As Published In
Oracle Magazine
November/December 2013

TECHNOLOGY: Business Analytics

  

Integrate and Analyze

By Mark Rittman Oracle ACE Director

 

Combine structured and unstructured data for analysis and new insights.

Oracle Endeca Information Discovery applications enable organizations to create rich, interactive data discovery applications that consume data from all types of datasources, from the more traditional “structured” data sets found in Oracle Database and Oracle E-Business Suite to the unstructured data of documents and social media feeds.

Oracle Endeca Information Discovery Release 3.0 extends this capability by integrating with Oracle Business Intelligence Enterprise Edition 11g, providing the ability to build data discovery applications around the facts, dimensions, hierarchies, and integrated data sets of the enterprise semantic model.

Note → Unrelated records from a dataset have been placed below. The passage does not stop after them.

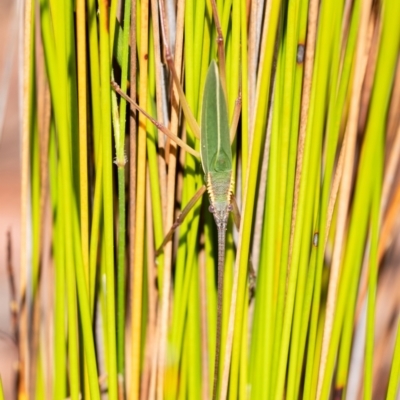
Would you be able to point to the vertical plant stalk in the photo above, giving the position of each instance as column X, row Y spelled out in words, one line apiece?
column 25, row 190
column 257, row 138
column 105, row 76
column 150, row 350
column 132, row 169
column 121, row 161
column 140, row 206
column 166, row 272
column 83, row 153
column 345, row 190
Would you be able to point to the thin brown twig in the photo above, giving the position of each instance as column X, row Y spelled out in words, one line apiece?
column 132, row 177
column 163, row 323
column 150, row 344
column 346, row 183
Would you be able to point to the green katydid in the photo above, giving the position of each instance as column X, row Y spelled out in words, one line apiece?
column 216, row 157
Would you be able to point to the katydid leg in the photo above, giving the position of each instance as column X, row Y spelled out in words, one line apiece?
column 181, row 218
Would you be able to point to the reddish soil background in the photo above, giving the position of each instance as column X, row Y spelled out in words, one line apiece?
column 9, row 186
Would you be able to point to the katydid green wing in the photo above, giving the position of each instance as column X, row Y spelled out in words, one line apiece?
column 216, row 155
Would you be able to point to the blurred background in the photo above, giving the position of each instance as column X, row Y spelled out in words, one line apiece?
column 9, row 180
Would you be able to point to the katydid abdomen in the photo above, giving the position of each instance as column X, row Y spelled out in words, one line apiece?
column 216, row 158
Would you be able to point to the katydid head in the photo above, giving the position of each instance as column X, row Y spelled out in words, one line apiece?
column 221, row 214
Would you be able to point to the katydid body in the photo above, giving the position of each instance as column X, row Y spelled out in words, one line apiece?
column 216, row 158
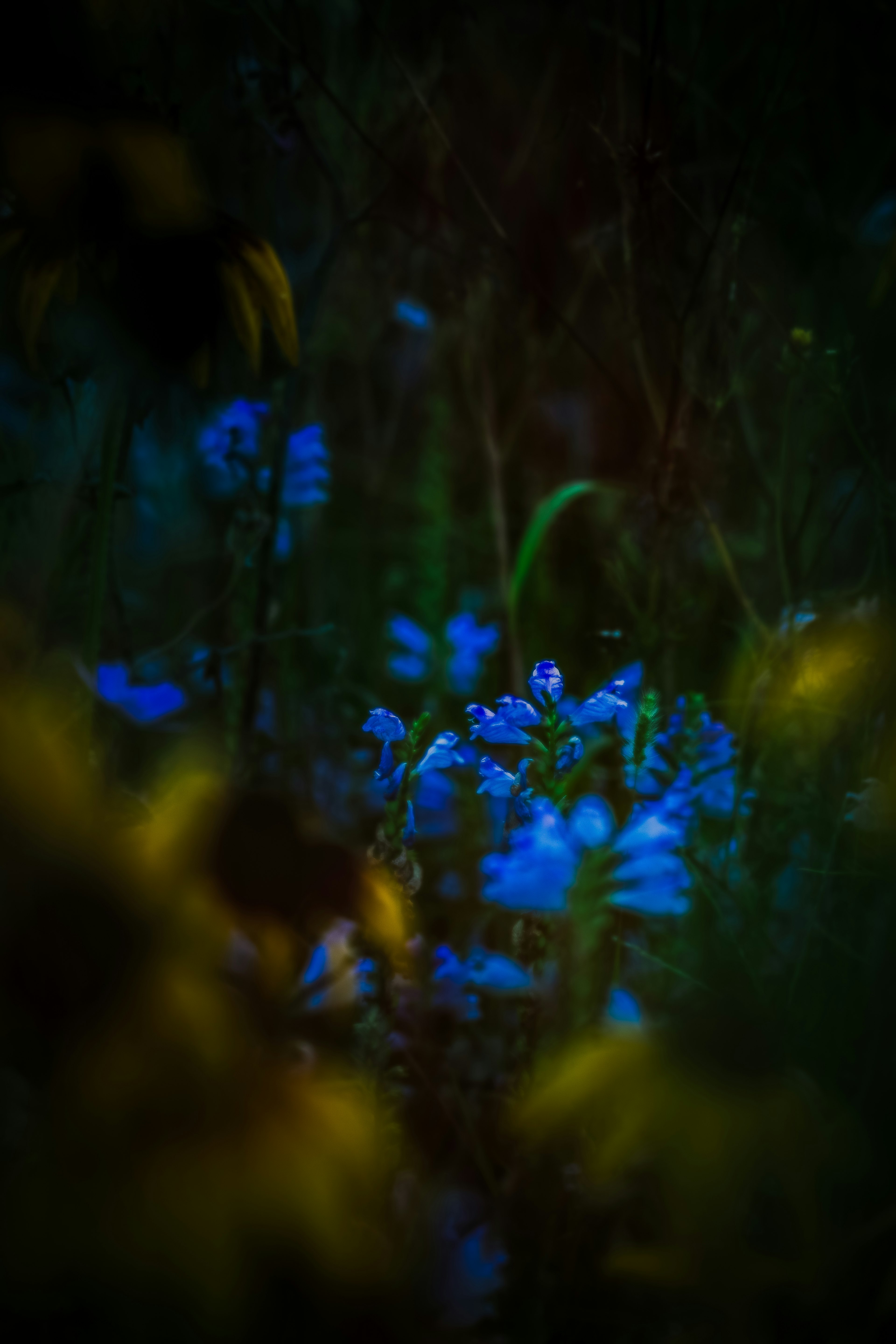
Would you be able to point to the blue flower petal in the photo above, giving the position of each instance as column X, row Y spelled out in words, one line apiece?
column 496, row 780
column 142, row 704
column 547, row 682
column 385, row 725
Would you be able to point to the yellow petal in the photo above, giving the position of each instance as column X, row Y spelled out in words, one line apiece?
column 163, row 189
column 276, row 296
column 244, row 312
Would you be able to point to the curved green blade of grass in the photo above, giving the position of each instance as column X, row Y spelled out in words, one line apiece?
column 538, row 529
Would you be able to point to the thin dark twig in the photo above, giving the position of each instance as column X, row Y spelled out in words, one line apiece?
column 575, row 336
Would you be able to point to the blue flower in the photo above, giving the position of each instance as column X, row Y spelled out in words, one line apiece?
column 229, row 443
column 653, row 875
column 414, row 663
column 305, row 472
column 494, row 728
column 496, row 780
column 483, row 970
column 441, row 755
column 628, row 683
column 366, row 972
column 879, row 225
column 471, row 643
column 710, row 750
column 496, row 972
column 538, row 870
column 449, row 987
column 413, row 315
column 519, row 713
column 569, row 755
column 590, row 823
column 393, row 783
column 601, row 706
column 385, row 725
column 546, row 682
column 142, row 704
column 334, row 966
column 623, row 1008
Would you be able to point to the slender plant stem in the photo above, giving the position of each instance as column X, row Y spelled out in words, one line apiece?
column 781, row 498
column 502, row 539
column 115, row 429
column 264, row 591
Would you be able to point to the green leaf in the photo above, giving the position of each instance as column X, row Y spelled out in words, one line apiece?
column 536, row 532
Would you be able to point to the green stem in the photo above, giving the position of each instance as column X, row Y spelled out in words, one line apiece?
column 115, row 431
column 781, row 500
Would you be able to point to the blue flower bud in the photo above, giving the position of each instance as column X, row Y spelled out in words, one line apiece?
column 601, row 706
column 441, row 755
column 569, row 755
column 385, row 725
column 492, row 728
column 496, row 781
column 547, row 682
column 519, row 713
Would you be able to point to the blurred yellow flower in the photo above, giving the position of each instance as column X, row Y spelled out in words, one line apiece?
column 731, row 1163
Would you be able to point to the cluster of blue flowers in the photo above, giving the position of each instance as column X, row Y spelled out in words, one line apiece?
column 688, row 772
column 416, row 656
column 230, row 448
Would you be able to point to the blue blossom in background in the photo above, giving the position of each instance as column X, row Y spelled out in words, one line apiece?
column 413, row 315
column 592, row 823
column 545, row 854
column 569, row 755
column 492, row 971
column 879, row 225
column 451, row 885
column 623, row 1008
column 539, row 868
column 413, row 663
column 434, row 807
column 336, row 970
column 390, row 784
column 496, row 780
column 628, row 683
column 601, row 706
column 472, row 1273
column 284, row 541
column 796, row 619
column 385, row 725
column 449, row 987
column 229, row 445
column 710, row 750
column 516, row 711
column 653, row 877
column 441, row 755
column 494, row 728
column 472, row 644
column 483, row 970
column 142, row 704
column 546, row 682
column 307, row 472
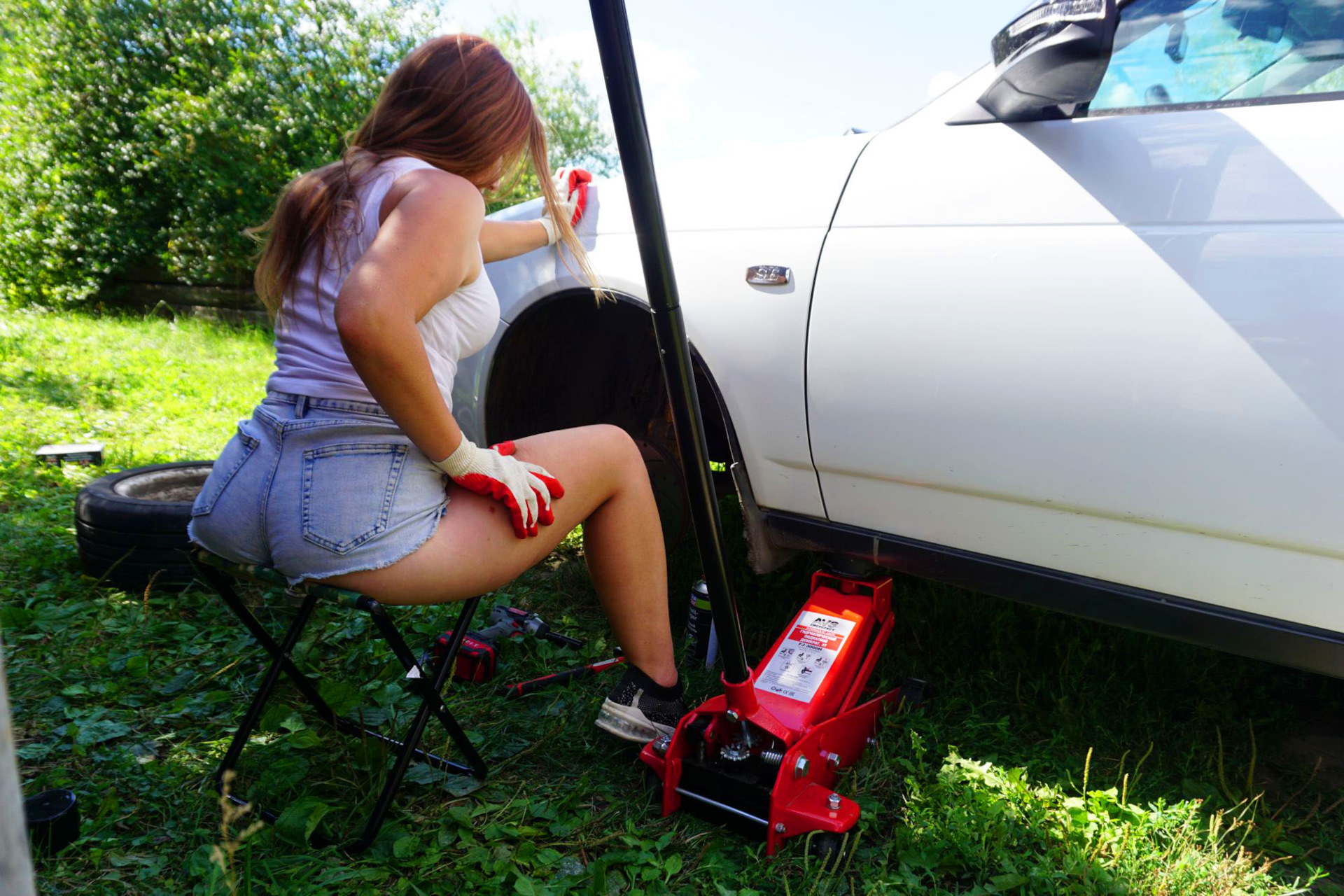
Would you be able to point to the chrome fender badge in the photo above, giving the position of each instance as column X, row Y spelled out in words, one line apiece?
column 769, row 276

In this article, I take a look at this new integration by creating an Oracle Endeca Information Discovery Studio application that uses the sample application (SampleApp) for Oracle Business Intelligence Enterprise Edition as its datasource; uses Oracle Endeca Information Discovery Integrator to load data from the Flight Delays subject area provided by the SampleApp; and uses the SampleApp subject area table metadata to create an Oracle Endeca Server data domain. I then use Oracle Endeca Information Discovery Studio to create an initial data discovery web application, which you can then extend later with additional, unstructured datasources and data visualization components.

Prerequisites for the SAMPLE

If you want to create this article’s sample application yourself, you will need to download the following products from the Oracle Software Delivery Cloud website (edelivery.oracle.com), using either your full license or a trial license. Product versions are available for Microsoft Windows x64 and Linux x86-64. 

  • Oracle Endeca Server (7.5.1.1), with Oracle WebLogic Server 10.3.6, a separate download

  • Oracle Endeca Information Discovery Integrator (3.0)

  • Oracle Endeca Information Discovery Studio (3.0)

The SampleApp for Oracle Business Intelligence Enterprise Edition 11.1.1.6.2 BP1 (V207), which I will use as the datasource, can be downloaded—preinstalled and preconfigured—as an Oracle VM VirtualBox image, from the Oracle Technology Network website.

This SampleApp (V207) Oracle VM VirtualBox image comes with several demonstration subject areas, including “X – Airline Delay,” which I will use for this example. Using Oracle Endeca Information Discovery Integrator 3.0, I will connect to the business intelligence server component and then create an Oracle Endeca Server data domain, using a selection of the subject area’s tables as a datasource. Then, once the data domain is loaded and ready for use, I will use Oracle Endeca Information Discovery Studio 3.0 to create a web application for exploring the data set.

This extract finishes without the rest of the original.